6.  Der Ausblick: eher optimistisch

Was die Lösung der Euroschuldenkrise anlangt, bin ich eher optimistisch. Die geschilderten Massnahmen beginnen zu greifen. In allen Ländern (ausgenommen vorläufig noch Italien) beginnen die Lohnstückkosten zu sinken, was ein wichtiger Gradmesser für die Wettbewerbsfähigkeit eines Landes ist. Entsprechend ziehen die Exporte an. Alle Schuldnerländer konnten in den vergangenen zwei Jahren ihre Ausfuhren steigern. Auch Italien bemüht sich. Der Premierminister Mario Monti will im nächsten Jahr seinen Haushalt ausgleichen, womit er auf einem ähnlichen Niveau wie Deutschland läge. Portugal hat sein Minus in den öffentlichen Kassen seit 2009 halbiert und auch Spanien kommt voran. Merklich besser geht es Irland; es kann sich schon wieder Geld auf den internationalen Märkten leihen. Früher oder später werden sich die guten Nachrichten durchsetzen und das Vertrauen der Investoren wird zurückkehren.

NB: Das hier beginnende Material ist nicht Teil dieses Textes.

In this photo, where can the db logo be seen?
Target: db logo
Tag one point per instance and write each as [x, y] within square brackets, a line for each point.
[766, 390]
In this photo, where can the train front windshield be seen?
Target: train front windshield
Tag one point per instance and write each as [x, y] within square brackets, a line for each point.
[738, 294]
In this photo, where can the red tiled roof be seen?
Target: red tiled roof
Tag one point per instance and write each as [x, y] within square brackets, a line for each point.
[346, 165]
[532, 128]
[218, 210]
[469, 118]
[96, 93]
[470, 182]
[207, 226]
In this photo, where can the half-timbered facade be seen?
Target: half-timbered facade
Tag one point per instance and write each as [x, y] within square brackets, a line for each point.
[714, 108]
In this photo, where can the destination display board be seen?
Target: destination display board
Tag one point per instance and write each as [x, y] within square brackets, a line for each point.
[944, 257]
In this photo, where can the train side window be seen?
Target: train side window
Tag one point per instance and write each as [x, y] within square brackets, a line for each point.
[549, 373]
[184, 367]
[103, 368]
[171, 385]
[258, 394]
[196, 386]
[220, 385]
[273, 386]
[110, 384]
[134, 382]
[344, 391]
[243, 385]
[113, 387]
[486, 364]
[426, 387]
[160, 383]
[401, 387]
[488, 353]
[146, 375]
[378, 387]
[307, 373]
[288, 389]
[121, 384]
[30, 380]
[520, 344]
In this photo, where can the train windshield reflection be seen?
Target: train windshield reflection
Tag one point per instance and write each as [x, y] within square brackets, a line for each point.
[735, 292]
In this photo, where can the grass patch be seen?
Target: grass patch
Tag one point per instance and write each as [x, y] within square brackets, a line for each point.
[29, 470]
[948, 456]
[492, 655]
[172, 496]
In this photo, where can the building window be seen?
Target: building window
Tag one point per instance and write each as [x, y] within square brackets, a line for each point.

Ein Sonderfall ist Griechenland. Dieses Land ist extrem verschuldet und es wird noch lange dauern, bis es sich wieder auf dem Pfad der Tugend befindet. Sofern die kontrollierende Troika im Oktober nichts Allzuschlimmes entdeckt hat, sollte man auch dieses Land in der Eurozone belassen. Die (psychologischen) Vorteile wiegen schwerer als die monetären und ein paar weitere Jahre Zeitaufschub.

Wir gehen spannenden Zeiten entgegen. Vielleicht könnten auch die einmal Sorgen bekommen, die zuviel Gold und Immobilien gehortet haben.